Pekan lalu, media sosial di Indonesia dikejutkan foto seorang perempuan Aceh dihukum cambuk di depan khalayak, sambil disaksikan ratusan perempuan lain. Ia ditengarai berprofesi sebagai pekerja seks. Karena dianggap bersalah melanggar hukum perzinahan, perempuan itu dianggap layak mendapat 11 kali cambukan di punggung. Pada cambukan kelima, ia mengangkat kedua tangannya, menunjukkan ketidaksanggupan menahan perih. Petugas lalu beranjak memberinya minum sejenak, sebelum pencambukan berlanjut lagi.

Iklan

Pemandangan ini begitu ironis, karena di hadapan perempuan itu, ratusan kamera merekam wajah si pesakitan serta seluruh proses pencambukan. Lampu kilatnya menyala. Sebagian ‘penonton’ tampak antusias, sedang sebagian lain tampak memandang penuh tatapan miris. Walau begitu, kamera tetap siap sedia. Fotonya lantas merebak cepat di unggahan media sosial.

Pelaksanaan hukum cambuk yang dilakukan di hadapan publik sesungguhnya menuai pro dan kontra—bahkan di Aceh sendiri. Bagi yang sepakat, proses ini sesuai Syariat Islam, karena sesuai tuntunan agama semua jenis hukuman caranya memang dipertontonkan di depan masyarakat luas agar muncul efek jera. Sedangkan mereka yang tidak sepakat secara tegas menyebut pelaksanaan hukum ini melanggar hak asasi manusia.

Pemerintah Aceh terkesan bakal melunak, ketika mengumumkan wacana pemidahan hukum cambuk ke ruang tertutup. Gubernur Aceh Irwandi Yusuf sampai mewacanakan pemindahan hukuman cambuk ke penjara untuk "menjamin hak terpidana", karena sebelumnya digelar di tempat umum dan dilihat anak-anak. Alasan lain yang mendorong wacana ini adalah demi meredam isu Islamofobia. Ia tak ingin pelaksanaan hukum cambuk lantas mengganggu hubungan pemerintah Aceh dengan pihak luar, salah satunya dalam hal investasi. "Agar investor tidak fobia untuk menanam saham di Aceh. Ini juga dapat membantu peningkatan dan lajur ekonomi di sini," kata Irwandi Yusuf, sebagaimana dikutip BBC Indonesia.

Iklan

Perubahan ini dikemas dalam Peraturan Gubernur nomor 5 tahun 2018 tentang Pelaksanaan Hukuman Acara Jinayat dilaksanakan di dalam area lembaga permasyarakatan, atau rumah tahanan negara di seluruh wilayah Provinsi Aceh.

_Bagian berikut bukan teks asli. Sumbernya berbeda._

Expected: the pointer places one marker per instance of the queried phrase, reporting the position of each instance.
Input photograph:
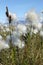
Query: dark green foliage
(31, 54)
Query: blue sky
(20, 7)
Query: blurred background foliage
(31, 54)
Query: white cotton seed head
(21, 28)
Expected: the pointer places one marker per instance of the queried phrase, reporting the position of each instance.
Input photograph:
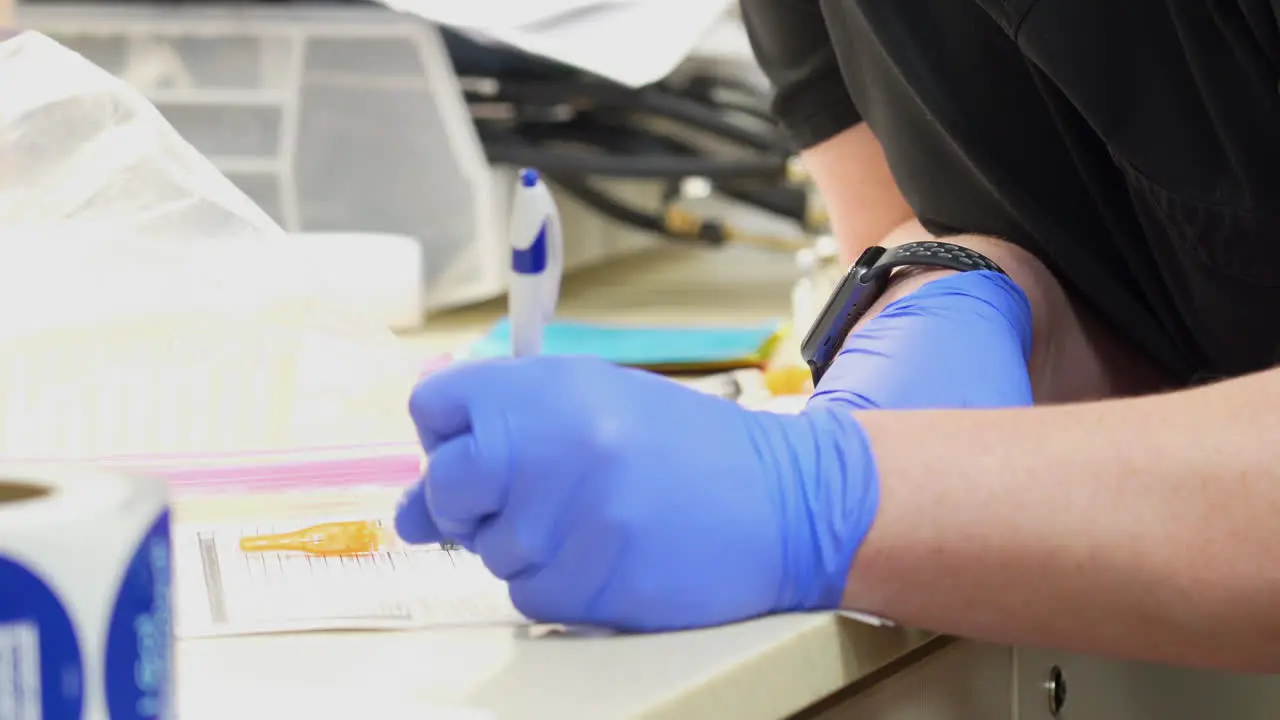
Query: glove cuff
(828, 495)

Beleid anyar itu, berkaca pada insiden pekan lalu, tampaknya akan sulit dijalankan. Aturan gubernur langsung menuai protes dari organisasi masyarakat (ormas) berbasis keagamaan yang ada di Negeri Serambi Makkah.

Seorang perempuan mengangkat tangan tak kuat dicambuk. Ia divonis bersalah atas kasus zina. Pencambukan berlangsung di depan Masjid Lueng Bata Banda Aceh, Jumat 20 April lalu. Foto oleh Hendri Abik

Ratusan orang dari berbagai ormas Islam, seperti Gerakan Rakyat Pembela Syariat (GRPS) dan Kesatuan Aksi Mahasiswa Muslim Indonesia (KAMMI) pekan lalu mendatangi kantor Gubernur Aceh. Massa meminta agar pemerintah tidak merusak aturan syariat Islam yang sebelumnya telah berjalan di Aceh sejak 1999, dan hukum cambuk di muka umum yang telah berlangsung sejak 2006. Sempat terjadi kericuhan singkat ketika massa menuntut hukuman cambuk terus digelar di ruang publik.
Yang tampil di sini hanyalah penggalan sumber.